Antoine de Bengy Puyvallée and Katerini T. Storeng: COVAX, vaccine donations and the politics of global vaccine inequity
Article published in Globalization & Health, 2022
In 2021, donor countries, the pharmaceutical industry, and the COVAX initiative promoted vaccine donation or “dose-sharing” as a main solution to the inequitable global distribution of Covid-19 vaccines. COVAX positioned itself as a global vaccine-sharing hub that promised to share doses “equitably, effectively and transparently,” according to rational criteria overseen by independent scientists. This article provides a critical analysis of the principles and practice of “dose-sharing,” showing how it reveals the politics at play within COVAX.
Donated doses were an important source of COVAX’s vaccine supply in 2021, accounting for 60% of the doses the initiative delivered (543 million out of 910 million).
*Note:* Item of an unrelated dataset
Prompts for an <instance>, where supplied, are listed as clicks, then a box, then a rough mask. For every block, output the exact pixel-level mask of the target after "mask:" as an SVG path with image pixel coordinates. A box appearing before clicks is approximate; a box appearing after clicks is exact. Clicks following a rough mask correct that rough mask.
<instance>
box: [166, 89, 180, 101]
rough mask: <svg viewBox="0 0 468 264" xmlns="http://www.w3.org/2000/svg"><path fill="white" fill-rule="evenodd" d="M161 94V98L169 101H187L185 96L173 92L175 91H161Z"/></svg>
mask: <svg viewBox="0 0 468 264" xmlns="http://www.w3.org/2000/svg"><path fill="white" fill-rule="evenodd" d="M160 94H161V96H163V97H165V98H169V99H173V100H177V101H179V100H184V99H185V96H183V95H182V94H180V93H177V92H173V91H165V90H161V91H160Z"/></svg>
However, donations could not compensate fully for COVAX’s persistent procurement struggles: it delivered less than half of the two billion doses it originally projected for 2021, a fraction of the 9.25 billion doses that were administered globally in 2021. Donor countries and vaccine manufacturers systematically broke COVAX’s principles for maximizing the impact of dose-sharing, delivering doses late, in smaller quantities than promised, and in ad hoc ways that made roll-out in recipient countries difficult. Some donors even earmarked doses for specific recipients, complicating and potentially undermining COVAX’s equitable allocation mechanism.
COVAX’s pivot from global vaccine procurement mechanism to dose-sharing hub can be seen as a “win-win-win” solution for COVAX itself (who could claim success by having access to more doses), for donor countries (who could rebrand themselves as charitable donors rather than “vaccine hoarders”), and for the pharmaceutical industry (maintaining the status quo on intellectual property rights and protecting their commercial interests). Although dose-sharing helped COVAX’s vaccine delivery, its impact was undermined by donors’ and industry’s pursuit of national security, diplomatic and commercial interests, which COVAX largely accommodated. The lack of transparency and accountability mechanisms within COVAX’s overly complex governance structure as a global public-private partnership enabled these practices.